2. To urge the Member Governments to:
a) Facilitate the establishment or strengthening of a high-level technical commission or other mechanism of consensus, as appropriate, with the participation of leaders and representatives of indigenous peoples, for the formulation of policies and strategies and the development of activities in the areas of health and the environment for the benefit of specific indigenous populations;
b) Strengthen the technical, administrative, and managerial capacity of national and local institutions that are responsible for the health of indigenous populations with a view to progressively overcoming the lack of information in this area and ensuring greater access to health services and quality care, thus contributing to a higher degree of equity;
c) Implement intersectoral actions, as appropriate in each case, in the areas of health and the environment both in the official sector and through nongovernmental organizations (NGOs), universities, and research centers that work in collaboration with indigenous organizations;
d) Promote the transformation of health systems and support the development of alternative models of care, including traditional medicine and research into quality and safety, for indigenous populations within the local health system strategy;
e) Promote the development of disease prevention and health promotion programs in order to address these problems and the most important areas relating to health of indigenous peoples in their countries.

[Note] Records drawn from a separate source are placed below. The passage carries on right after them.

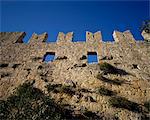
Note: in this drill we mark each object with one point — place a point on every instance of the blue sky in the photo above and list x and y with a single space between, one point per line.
77 16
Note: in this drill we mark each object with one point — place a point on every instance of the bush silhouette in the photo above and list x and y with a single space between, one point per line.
121 102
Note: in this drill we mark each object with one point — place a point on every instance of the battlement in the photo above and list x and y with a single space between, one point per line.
17 37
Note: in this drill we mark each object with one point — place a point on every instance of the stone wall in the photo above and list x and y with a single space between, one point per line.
20 62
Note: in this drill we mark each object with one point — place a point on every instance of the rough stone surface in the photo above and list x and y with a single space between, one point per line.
25 62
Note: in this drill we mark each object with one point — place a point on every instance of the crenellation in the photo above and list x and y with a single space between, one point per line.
96 37
38 38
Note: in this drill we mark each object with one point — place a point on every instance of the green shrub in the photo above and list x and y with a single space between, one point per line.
3 65
68 90
121 102
104 79
61 58
83 57
147 105
28 103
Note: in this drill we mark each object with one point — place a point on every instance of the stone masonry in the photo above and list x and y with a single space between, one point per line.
20 62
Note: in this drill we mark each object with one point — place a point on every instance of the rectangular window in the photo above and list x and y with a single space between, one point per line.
92 57
49 57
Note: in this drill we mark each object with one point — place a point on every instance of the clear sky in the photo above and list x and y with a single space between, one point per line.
77 16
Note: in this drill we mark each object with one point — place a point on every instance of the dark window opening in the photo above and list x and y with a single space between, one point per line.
92 57
49 57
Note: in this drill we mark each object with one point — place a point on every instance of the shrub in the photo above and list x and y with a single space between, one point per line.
30 103
5 75
15 66
54 87
36 58
61 58
3 65
83 57
68 90
121 102
115 81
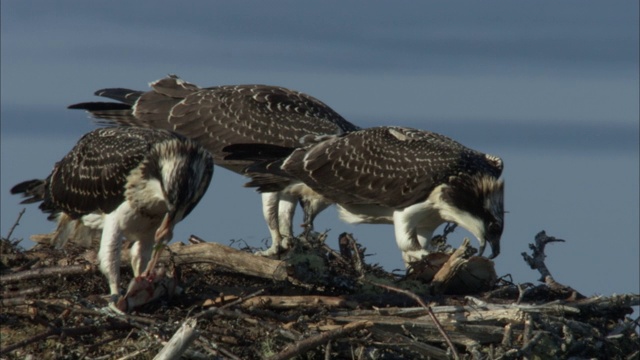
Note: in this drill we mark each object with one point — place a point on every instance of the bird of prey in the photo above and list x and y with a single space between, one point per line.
131 182
411 178
223 115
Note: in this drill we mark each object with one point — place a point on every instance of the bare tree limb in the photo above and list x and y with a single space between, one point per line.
305 345
15 224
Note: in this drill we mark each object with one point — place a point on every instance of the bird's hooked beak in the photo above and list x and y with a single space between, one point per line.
495 246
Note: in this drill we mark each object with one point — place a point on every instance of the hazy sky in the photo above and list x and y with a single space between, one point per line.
551 87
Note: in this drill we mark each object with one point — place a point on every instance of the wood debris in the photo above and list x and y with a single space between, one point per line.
313 303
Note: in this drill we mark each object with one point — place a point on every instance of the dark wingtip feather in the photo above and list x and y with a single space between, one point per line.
256 152
99 106
123 95
32 190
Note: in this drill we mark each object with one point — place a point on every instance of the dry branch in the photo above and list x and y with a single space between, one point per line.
305 345
229 258
180 341
296 302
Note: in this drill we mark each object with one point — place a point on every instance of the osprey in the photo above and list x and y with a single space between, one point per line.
131 182
414 179
224 115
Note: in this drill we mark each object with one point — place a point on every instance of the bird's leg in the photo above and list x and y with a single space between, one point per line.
404 225
270 212
311 207
286 210
162 237
157 251
109 253
141 251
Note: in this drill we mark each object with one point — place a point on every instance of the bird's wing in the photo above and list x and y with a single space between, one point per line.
225 115
389 166
92 176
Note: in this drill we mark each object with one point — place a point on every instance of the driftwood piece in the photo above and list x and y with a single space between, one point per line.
305 345
536 261
180 341
232 259
296 302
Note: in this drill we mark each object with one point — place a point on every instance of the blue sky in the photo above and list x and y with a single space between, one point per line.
552 87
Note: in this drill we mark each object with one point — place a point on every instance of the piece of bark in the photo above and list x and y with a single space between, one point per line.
212 253
464 274
301 347
294 302
180 341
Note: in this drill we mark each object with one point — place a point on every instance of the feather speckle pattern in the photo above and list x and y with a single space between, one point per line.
126 181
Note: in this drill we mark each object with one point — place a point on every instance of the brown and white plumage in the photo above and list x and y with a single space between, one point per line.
414 179
224 115
131 182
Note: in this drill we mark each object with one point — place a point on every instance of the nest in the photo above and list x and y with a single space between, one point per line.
215 301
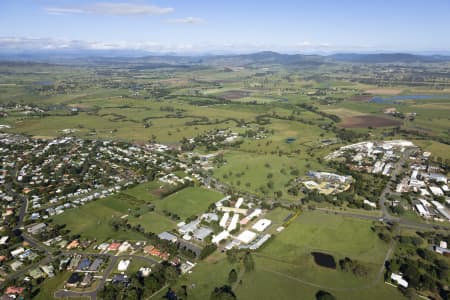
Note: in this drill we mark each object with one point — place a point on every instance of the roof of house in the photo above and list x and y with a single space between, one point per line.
167 236
74 278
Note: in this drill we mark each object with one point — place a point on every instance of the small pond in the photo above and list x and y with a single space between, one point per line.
324 260
290 140
407 97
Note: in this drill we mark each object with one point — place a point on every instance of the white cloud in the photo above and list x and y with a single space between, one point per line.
106 8
187 20
14 44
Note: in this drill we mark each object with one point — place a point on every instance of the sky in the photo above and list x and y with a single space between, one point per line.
202 26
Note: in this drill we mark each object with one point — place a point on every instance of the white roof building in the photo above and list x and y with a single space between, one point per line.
17 251
224 220
422 211
436 191
123 265
261 225
399 279
220 237
233 223
247 236
239 202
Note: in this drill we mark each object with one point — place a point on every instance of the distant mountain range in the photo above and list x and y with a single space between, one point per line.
265 58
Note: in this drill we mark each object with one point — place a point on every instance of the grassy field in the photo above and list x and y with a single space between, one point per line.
93 220
96 216
437 149
285 269
251 172
189 201
289 255
50 285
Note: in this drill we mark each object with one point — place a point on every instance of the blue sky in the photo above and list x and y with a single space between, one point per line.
231 25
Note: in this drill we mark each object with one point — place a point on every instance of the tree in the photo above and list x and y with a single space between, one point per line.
222 293
232 276
249 263
209 249
323 295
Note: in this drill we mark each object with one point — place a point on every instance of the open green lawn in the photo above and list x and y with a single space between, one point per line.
153 222
51 285
206 276
251 171
189 201
437 149
290 251
265 285
93 220
286 270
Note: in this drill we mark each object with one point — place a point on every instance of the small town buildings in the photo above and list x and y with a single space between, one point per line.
17 252
84 264
203 232
96 265
13 290
16 265
190 227
36 273
73 280
73 245
36 229
123 265
167 236
220 237
145 271
125 246
114 246
261 225
398 278
246 236
87 280
48 270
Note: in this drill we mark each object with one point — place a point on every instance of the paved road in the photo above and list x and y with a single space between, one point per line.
112 263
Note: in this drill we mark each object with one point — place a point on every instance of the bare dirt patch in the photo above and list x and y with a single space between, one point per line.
384 91
233 95
364 121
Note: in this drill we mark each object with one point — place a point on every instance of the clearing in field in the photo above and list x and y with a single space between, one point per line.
364 121
234 94
287 260
188 202
384 91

3. To request the Director, within the limits of available resources, to:
a) Promote the participation of indigenous persons and their communities in all aspects of PAHOs work on the health of indigenous persons;
b) Identify technical cooperation resources within existing cooperation programs and provide support for the mobilization of additional resources at the international and national level for implementation and evaluation of the initiative "Health of the Indigenous Peoples of the Americas";
c) Coordinate the regional effort by promoting the establishment of information and mutual cooperation networks between organizations, centers, and institutions whose activities are concerned with the health of indigenous peoples, organizations, and communities, enlisting the Organizations existing mechanisms, initiatives, and programs at the regional level and in the countries and also seeking the cooperation of other agencies and organizations;
d) Expand the evaluation of living conditions and the health situation to include the indigenous peoples of the Region, with a view to gradually overcoming the current lack of information in this area at both the regional and country level;
e) Promote collaborative research at the regional level and in selected countries on high-priority health issues and health care for indigenous peoples.
(Adopted at the fourth plenary session,
1 Based on: Pan American Health Organization. Health of Indigenous Peoples. Washington, DC: PAHO; 8 July 1997. (Document CD40/14).